Я остановился. Какая мина? Где? Передо мной не было ничего, кроме огромной бочки.

- Направо! Налево! - кричали из толпы и делали мне какие-то знаки руками. Я ничего не понимал и только растерянно оглядывался по сторонам.

Вдруг что-то разорвалось и грохнуло прямо передо мной. Меня сшибло с ног и подбросило в воздух.

Х Х Х 

- Ну как? Лучше ему?

- Кажется, лучше. Он спит.

Я открыл глаза. В ногах кровати сидела тетушка Эбигэйль. В одной руке она держала рюмку с водой, в другой аптечный пузырек. Мутные капельки скатывались в рюмку и белым дымком таяли в воде.

Дедушка, неслышно ступая, шагал из одного угла в другой.

- Слава богу, никаких вывихов и переломов, - шепотом говорила тетушка. - Доктор сказал - просто общее сотрясение. Но что стало со мной, Даниэль, когда я увидела эти носилки! Я думала, что умру...

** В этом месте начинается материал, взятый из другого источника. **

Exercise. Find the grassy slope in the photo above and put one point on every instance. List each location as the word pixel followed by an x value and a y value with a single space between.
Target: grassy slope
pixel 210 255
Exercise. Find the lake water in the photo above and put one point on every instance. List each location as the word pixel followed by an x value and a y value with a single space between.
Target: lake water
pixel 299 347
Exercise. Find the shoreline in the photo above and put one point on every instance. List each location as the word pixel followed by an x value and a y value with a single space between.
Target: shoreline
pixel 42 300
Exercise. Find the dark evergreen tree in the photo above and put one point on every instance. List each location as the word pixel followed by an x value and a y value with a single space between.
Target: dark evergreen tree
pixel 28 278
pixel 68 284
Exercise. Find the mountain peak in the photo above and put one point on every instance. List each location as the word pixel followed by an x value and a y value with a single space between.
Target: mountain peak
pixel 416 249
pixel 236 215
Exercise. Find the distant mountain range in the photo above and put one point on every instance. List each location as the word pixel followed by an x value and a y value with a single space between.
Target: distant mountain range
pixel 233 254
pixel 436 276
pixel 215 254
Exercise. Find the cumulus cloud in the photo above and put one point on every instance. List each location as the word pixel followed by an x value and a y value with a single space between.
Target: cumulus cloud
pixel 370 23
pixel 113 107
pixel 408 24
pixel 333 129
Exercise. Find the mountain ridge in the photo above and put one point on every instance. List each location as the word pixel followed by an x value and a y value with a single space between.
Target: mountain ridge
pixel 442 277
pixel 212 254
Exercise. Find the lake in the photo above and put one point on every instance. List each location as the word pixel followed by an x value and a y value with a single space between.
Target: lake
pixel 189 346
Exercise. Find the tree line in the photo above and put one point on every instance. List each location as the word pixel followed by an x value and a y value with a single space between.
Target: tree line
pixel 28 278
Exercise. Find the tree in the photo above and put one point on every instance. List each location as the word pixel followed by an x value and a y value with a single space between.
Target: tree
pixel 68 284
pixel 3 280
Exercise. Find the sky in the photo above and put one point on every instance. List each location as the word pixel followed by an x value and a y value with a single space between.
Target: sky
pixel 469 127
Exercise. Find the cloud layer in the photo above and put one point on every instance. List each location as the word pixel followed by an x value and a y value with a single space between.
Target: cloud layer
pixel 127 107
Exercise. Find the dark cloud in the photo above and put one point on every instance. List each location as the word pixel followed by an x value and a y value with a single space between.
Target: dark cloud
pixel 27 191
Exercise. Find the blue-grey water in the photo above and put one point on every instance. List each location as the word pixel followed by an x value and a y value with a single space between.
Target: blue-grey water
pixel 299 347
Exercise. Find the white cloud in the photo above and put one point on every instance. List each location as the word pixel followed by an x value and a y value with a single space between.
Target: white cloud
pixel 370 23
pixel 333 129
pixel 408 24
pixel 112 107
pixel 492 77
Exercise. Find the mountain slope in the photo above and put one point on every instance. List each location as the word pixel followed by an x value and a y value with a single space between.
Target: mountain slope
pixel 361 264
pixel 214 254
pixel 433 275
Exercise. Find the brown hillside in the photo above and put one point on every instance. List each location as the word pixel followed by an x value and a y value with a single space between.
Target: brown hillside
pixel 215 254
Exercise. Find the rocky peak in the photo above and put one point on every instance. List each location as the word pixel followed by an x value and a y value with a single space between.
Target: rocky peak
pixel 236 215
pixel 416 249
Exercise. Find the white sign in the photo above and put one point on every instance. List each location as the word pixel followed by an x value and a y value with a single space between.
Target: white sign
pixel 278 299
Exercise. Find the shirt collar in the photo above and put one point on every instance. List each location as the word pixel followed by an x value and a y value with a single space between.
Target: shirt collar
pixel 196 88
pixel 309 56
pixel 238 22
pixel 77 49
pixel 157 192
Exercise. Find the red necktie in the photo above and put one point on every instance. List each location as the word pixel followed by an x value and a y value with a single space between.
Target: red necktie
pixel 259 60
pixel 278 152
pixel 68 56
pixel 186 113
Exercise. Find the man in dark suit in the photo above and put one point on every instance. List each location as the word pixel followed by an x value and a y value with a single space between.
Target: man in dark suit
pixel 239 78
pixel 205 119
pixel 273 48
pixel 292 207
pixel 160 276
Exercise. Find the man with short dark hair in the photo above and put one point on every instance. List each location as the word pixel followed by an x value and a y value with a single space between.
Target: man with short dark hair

Я попытался приподняться, но все тело у меня заныло, а перед глазами заплясали красные и желтые круги. В ушах зазвенели ложечки Петтинджиля. Я застонал.

Тетушкин чепец наклонился ко мне.

- Что тебе, Том? Что с тобой?

Я хотел сказать: «Не беспокойтесь тетушка», но язык выговорил: «малинового и ванильного».

- Господи помилуй! - воскликнула тетушка. - Что он такое говорит?

- Здесь продается лучшее пиво в Америке!